Finalmente, tras muchas paradas y unos cuantos niveles más, Belladonna llegó al destino indicado por las direcciones mentales de la misión.

Su farmeo no le había proporcionado beneficios de locura.

Había resultado en tres niveles más, que sumados al que obtuvo de la manada de lobos, la situaban ahora en el nivel 11.

Un respetable número de dos cifras, con una bonita simetría.

Sin embargo, a pesar de que se enfrentó a más de tres bestias mágicas, incluyendo otro Barghest, no obtuvo más Restos de la Fuente de ninguno de ellos.

Realmente había tenido suerte las dos primeras veces, y ahora estaba sufriendo como todos los demás tontos sin suerte.

Las indicaciones de la misión la habían llevado a una entrada de cueva irregular en la ladera de una escarpada pared de piedra que ascendía a un terreno más elevado.

Sin embargo, no iba a subir, sino a bajar, a las profundidades de las cuevas.

Había huesos esparcidos por el borde de la cueva, de innumerables animales que habían muerto aquí y a los que les habían arrancado la carne de los huesos.

Eso tenía que ser obra del guardián.

A lo largo del bosque a sus espaldas, mientras se acercaba, se había dado cuenta de que había árboles marcados con profundas y largas garras, y que cuanto más se acercaba a estas cuevas, menos bestias había.

Este «guardián» estaba marcando su territorio y lo defendía mucho, claramente.

Un estruendoso gruñido resonó desde las entrañas de las cuevas, seguido poco después por el dueño de esos gruñidos cuando el guardián emergió de su guarida.

Su pelaje blanco puro parpadeaba y se movía como llamas…

No, eran llamas, ya que cuando salió y rozó la hierba, el follaje se prendió fuego y se consumió rápidamente hasta las cenizas antes de que las llamas pudieran extenderse.

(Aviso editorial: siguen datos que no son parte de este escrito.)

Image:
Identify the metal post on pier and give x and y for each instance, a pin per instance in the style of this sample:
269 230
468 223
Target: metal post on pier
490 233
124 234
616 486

Grandes zarpas golpeaban el suelo, con garras mortales tan largas como el dedo entero de Belladonna.

Al abrir la boca de par en par y soltar más gruñidos estruendosos, que en realidad eran bostezos, mostró una dentadura desgarradora mucho más impresionante que la de ella.

El Oso, más grande que cualquiera que hubiera visto jamás, salió pavoneándose de la cueva y miró a su alrededor con pereza.

Se lamió los labios como si tuviera hambre, echando un vistazo antes de que su mirada se posara en la chica que se escondía en la linde del bosque.